Both in the case of engine valves and in the case, for example, of piston pumps that are used as high-pressure fuel pumps for the pumping of fuel, a rod is commonly provided which is driven by a plunger. The plunger itself is driven, for example in the case of a piston pump as a high-pressure fuel pump, by a camshaft of an internal combustion engine.
FIG. 12 shows a diagrammatic illustration of a rod 12 that is driven by a plunger 10. The arrangement illustrated in FIG. 12 may be used both in, for example, a piston pump 14 as a high-pressure fuel pump 16 and in engine valves 18. In both cases, high-pressure fuel pump 16 and engine valve 18, a movement of the rod 12, which in the case of the piston pump 14 constitutes a piston 20, influences a pressure in a space (not illustrated) which is arranged above the piston 20 in FIG. 12 and which is situated at a first end region 22 of the rod 12.
In the case of the piston pump 14, fuel is pressurized by way of the movement of the piston 20 along a piston axis 24.

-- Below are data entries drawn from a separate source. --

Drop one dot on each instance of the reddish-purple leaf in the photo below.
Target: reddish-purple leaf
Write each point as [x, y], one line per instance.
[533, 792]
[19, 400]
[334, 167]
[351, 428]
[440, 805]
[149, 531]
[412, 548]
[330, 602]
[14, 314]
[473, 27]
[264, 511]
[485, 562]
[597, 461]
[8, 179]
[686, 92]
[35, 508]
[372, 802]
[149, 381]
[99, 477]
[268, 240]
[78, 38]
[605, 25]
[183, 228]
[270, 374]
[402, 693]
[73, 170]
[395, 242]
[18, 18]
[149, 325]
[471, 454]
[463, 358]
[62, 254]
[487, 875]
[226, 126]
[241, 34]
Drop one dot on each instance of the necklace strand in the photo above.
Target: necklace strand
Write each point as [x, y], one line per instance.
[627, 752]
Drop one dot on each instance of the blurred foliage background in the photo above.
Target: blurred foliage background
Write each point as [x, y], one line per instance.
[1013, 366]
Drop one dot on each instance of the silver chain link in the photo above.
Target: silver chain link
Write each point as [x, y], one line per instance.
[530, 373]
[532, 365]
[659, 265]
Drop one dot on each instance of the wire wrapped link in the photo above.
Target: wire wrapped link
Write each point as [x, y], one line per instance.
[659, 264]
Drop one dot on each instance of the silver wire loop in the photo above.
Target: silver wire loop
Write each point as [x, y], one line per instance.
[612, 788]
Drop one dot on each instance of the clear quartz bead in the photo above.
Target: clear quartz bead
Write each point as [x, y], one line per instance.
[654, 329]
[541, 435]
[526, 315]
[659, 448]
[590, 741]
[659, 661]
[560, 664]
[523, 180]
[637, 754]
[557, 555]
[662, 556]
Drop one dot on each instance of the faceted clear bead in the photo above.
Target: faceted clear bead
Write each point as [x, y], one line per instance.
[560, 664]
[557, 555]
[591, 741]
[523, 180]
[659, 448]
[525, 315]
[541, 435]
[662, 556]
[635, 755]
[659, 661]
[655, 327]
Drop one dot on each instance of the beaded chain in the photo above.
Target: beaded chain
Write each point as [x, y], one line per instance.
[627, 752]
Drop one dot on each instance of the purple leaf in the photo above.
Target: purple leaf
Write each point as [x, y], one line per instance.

In the case of an engine valve 18, the movement of the rod 12 along a rod axis 26 causes the engine valve 18 to be opened and closed, and thus, upon opening, a pressure is discharged, and upon closing of the engine valve 18, pressure is built up. Altogether, therefore, the arrangement shown in FIG. 12 constitutes a pressure-influencing device 28 both in the case of use in a piston pump 14 and in the case of use in an engine valve 18.
The pressure-influencing device 28 in FIG. 12 has a rod guide 30 for guiding the rod 12 and has a plunger guide 32 for guiding the plunger 10. The plunger 10 is constructed from a plunger skirt 34 and a traverse 36, and the traverse 36 is in contact, by way of the plunger skirt 34, with a roller 38. A camshaft moves the roller 38 upward and downward along a plunger guide axis 50, which in FIG. 12 coincides with the rod guide axis 52, wherein the roller 38 transmits said upward and downward movement to the traverse 36. The traverse 36 is in turn in contact with the rod 12 at a second end region 42 of the rod 12, and transmits the upward and downward movement to the rod 12, such that the latter can, by way of its first end region 22, influence a pressure in a space (not shown) arranged above the first end region 22 of the rod 12.
Also schematically illustrated in FIG. 12 is a flange 44, by way of which the pressure-influencing device 28 can be fastened for example to an engine housing.